Un exemple frappant cité lors du séminaire est celui des juristes d’entreprise qui fournissent des conseils confidentiels, qui peuvent constituer des informations intéressantes pour étayer une plainte contre la société elle-même. Une situation similaire pourrait se produire à l'égard des administrateurs, qui échangent également des informations confidentielles avec la société. Des accords peuvent être conclus entre la société-association gérée et les administrateurs concernant les modalités et l'étendue du partage d'informations, sans bien entendu mettre en péril les droits de défense des administrateurs.
2. Un administrateur normal, raisonnable et prudent limitera également au maximum ce nouveau risque.
Même s’il n’y a aucune raison de paniquer, il faut agir maintenant et prendre des précautions :
- Prévoyez les clauses contractuelles nécessaires, y compris dans les contrats en cours lorsque cela est possible (voir ci-dessus)

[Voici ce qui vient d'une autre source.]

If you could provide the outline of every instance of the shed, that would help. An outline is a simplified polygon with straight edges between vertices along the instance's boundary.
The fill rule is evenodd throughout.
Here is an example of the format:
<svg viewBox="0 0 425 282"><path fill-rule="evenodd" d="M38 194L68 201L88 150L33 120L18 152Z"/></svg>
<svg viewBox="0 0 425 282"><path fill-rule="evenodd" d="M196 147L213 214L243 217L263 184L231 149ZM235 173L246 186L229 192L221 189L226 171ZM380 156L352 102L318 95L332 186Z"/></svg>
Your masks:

- Vérifiez bien les polices d’assurance (vos actions en tant que « agent d’exécution – auxiliaire » sont-elles couvertes ?)

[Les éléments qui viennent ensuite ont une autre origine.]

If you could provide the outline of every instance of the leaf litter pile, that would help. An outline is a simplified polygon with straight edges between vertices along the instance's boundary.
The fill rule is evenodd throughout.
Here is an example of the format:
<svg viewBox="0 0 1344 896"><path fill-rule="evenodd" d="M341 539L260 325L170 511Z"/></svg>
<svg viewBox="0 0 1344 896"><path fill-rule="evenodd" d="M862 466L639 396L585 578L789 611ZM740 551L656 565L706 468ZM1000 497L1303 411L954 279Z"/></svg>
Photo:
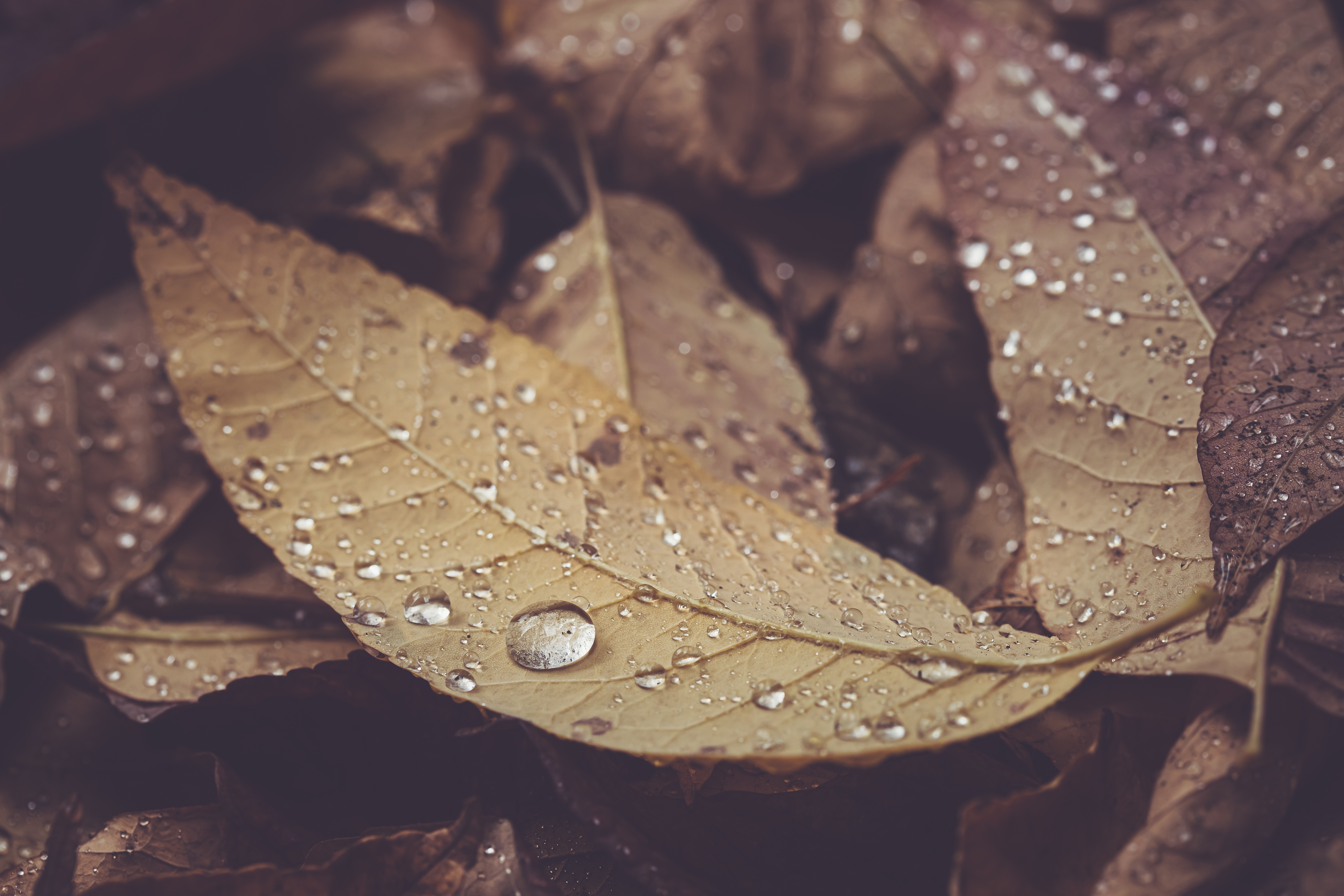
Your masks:
<svg viewBox="0 0 1344 896"><path fill-rule="evenodd" d="M0 893L1344 887L1337 5L0 16Z"/></svg>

- Si nécessaire, apportez plus de clarté dans la gouvernance de la société-association, prévoyez une division claire des fonctions exécutives et non exécutives en tant qu'administrateur par rapport à celle de prestataire de services indépendant et étendez cela à la formulation des contrats et des procès-verbaux des décisions prises par les organes administratifs.
Sandra Gobert
Cet article est la dernière partie d'une série d'articles de GUBERNA sur l'abolition de la quasi-immunité et son impact sur les administrateurs et les sociétés, basée sur le texte « La suppression de la « quasi-immunité des auxiliaires » : quelles modifications devez-vous apporter au sein de l'organisation et dans le cadre de l'exercice de votre mandat d'administrateur ? ».